Quenched invariance principles for random walks and elliptic diffusions in random media with boundary

TL;DR

This paper proves that certain random walks in complex random environments with boundaries converge to reflecting Brownian motion, advancing understanding of their long-term behavior and solving key open problems.

Contribution

It establishes quenched invariance principles for random walks with boundaries in various random media, including percolation clusters and conductance models, using heat kernel estimates.

Findings

Random walk on percolation clusters converges to reflecting Brownian motion.

Improved asymptotic estimates for mixing times in conductance models.

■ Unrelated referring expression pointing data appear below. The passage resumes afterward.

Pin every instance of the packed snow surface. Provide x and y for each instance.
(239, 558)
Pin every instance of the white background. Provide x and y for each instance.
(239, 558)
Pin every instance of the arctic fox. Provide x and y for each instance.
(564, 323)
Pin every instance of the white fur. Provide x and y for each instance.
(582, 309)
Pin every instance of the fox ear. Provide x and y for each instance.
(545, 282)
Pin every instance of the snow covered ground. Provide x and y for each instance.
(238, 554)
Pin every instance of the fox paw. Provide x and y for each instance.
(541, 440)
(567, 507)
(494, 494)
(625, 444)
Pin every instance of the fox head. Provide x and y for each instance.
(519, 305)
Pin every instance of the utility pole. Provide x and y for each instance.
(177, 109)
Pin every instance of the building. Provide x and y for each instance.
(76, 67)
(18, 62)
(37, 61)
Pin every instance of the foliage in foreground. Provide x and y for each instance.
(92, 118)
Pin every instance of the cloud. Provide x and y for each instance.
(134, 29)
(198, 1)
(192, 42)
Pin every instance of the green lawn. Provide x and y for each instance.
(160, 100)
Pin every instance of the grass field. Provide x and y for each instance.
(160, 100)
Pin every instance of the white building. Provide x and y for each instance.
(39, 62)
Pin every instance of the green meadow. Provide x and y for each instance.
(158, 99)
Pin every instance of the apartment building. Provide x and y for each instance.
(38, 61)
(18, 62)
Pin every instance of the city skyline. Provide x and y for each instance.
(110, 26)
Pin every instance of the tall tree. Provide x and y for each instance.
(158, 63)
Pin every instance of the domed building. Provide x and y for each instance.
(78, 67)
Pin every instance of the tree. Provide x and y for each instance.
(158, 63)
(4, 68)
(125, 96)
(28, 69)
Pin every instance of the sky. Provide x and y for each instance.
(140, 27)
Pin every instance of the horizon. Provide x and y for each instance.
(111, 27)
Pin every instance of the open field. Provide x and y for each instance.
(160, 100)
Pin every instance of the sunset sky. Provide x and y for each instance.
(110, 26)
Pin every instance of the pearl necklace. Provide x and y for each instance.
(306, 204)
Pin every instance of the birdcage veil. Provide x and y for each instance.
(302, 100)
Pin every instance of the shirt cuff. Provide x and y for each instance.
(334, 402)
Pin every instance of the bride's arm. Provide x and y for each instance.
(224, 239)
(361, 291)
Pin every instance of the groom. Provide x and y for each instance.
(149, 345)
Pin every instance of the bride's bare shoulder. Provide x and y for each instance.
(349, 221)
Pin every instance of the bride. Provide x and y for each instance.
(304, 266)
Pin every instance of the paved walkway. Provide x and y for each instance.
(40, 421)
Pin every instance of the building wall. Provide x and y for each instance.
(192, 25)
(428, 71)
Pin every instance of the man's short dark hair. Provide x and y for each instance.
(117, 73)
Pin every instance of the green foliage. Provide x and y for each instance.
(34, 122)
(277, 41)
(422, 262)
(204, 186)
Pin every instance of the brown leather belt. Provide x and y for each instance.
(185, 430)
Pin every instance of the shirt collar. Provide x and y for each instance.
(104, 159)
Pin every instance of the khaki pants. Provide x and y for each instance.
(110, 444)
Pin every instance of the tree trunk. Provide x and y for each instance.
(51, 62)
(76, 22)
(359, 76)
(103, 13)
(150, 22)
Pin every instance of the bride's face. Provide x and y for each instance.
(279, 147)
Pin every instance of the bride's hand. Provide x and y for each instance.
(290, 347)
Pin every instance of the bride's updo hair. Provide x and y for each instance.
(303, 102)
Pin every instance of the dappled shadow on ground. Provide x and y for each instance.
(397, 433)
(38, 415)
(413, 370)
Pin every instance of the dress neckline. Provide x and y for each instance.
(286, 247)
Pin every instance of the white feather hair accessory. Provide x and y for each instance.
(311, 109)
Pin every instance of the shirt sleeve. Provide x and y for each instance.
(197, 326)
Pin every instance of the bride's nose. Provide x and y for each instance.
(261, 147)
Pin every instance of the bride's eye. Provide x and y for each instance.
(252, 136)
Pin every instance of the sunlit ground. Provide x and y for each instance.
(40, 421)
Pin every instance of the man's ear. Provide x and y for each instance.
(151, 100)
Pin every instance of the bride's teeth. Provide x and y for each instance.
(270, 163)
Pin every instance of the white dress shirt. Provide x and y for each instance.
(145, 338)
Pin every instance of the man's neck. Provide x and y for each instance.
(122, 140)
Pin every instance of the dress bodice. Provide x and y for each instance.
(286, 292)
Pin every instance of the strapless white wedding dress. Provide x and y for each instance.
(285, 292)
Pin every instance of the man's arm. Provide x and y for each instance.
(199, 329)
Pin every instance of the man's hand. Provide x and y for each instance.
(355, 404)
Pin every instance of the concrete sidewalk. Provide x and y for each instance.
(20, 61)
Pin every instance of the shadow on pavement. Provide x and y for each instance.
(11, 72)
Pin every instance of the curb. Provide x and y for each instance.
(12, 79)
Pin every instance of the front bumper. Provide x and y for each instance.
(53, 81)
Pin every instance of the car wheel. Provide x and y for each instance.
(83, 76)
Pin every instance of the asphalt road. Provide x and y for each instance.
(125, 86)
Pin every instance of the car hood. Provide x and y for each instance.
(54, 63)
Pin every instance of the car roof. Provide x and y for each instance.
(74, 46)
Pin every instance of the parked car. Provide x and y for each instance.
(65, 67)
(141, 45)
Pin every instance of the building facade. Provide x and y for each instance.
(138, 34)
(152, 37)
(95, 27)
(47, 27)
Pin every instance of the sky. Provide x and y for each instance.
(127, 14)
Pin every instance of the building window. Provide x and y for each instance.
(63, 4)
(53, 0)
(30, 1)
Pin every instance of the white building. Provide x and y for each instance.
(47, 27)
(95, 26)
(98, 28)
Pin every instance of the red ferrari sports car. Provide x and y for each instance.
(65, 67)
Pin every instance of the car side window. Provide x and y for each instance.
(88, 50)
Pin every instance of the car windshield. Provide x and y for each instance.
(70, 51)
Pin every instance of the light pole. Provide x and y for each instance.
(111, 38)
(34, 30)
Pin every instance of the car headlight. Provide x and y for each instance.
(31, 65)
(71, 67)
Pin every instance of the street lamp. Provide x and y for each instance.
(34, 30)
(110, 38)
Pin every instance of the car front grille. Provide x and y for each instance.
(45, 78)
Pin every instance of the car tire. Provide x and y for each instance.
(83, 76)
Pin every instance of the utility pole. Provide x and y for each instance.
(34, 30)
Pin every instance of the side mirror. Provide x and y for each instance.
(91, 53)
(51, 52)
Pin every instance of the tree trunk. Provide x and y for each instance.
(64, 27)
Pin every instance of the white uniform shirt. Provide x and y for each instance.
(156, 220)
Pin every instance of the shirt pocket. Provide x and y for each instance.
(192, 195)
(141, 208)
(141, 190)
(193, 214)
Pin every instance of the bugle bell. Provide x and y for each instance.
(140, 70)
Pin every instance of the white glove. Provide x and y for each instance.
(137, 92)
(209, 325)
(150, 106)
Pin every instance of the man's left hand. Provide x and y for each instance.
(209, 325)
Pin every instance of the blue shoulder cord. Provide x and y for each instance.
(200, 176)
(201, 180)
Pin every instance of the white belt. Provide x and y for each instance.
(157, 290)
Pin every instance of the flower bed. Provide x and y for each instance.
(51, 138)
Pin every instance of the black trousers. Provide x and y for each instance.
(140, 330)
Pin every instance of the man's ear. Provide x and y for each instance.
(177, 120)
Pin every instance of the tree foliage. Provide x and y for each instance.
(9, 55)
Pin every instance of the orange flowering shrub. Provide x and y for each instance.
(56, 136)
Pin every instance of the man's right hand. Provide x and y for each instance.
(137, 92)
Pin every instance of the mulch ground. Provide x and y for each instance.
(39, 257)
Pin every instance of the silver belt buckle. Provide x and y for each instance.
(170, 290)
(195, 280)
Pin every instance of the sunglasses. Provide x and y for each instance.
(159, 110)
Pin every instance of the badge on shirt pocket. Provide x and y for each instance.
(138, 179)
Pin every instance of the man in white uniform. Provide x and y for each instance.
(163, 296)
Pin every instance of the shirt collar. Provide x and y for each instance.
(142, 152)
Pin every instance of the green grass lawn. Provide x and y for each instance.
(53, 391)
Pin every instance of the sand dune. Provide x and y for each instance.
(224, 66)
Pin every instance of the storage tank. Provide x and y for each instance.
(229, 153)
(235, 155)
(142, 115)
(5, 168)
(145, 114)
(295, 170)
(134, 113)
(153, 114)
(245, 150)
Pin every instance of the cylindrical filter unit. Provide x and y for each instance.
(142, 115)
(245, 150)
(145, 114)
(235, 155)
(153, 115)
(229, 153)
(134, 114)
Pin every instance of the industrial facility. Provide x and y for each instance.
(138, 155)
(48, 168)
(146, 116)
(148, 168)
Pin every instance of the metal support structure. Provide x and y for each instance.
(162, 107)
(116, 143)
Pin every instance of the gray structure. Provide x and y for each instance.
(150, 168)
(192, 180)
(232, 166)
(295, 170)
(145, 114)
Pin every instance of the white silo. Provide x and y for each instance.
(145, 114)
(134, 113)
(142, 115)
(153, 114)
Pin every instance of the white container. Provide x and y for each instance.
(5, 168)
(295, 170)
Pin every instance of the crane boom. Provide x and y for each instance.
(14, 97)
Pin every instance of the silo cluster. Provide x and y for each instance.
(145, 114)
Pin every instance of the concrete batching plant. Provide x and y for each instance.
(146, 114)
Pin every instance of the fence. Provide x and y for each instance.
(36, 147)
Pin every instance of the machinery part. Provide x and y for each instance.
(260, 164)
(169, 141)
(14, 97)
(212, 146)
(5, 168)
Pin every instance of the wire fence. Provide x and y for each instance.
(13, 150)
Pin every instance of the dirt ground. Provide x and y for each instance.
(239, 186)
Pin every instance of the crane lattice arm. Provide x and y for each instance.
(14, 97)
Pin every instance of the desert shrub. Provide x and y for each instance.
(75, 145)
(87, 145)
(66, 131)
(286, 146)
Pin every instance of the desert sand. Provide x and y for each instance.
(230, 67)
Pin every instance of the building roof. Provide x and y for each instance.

Quenched invariance principles hold for domains with general boundaries.

Abstract

Via a Dirichlet form extension theorem and making full use of two-sided heat kernel estimates, we establish quenched invariance principles for random walks in random environments with a boundary. In particular, we prove that the random walk on a supercritical percolation cluster or among random conductances bounded uniformly from below in a half-space, quarter-space, etc., converges when rescaled diffusively to a reflecting Brownian motion, which has been one of the important open problems in this area. We establish a similar result for the random conductance model in a box, which allows us to improve existing asymptotic estimates for the relevant mixing time. Furthermore, in the uniformly elliptic case, we present quenched invariance principles for domains with more general boundaries.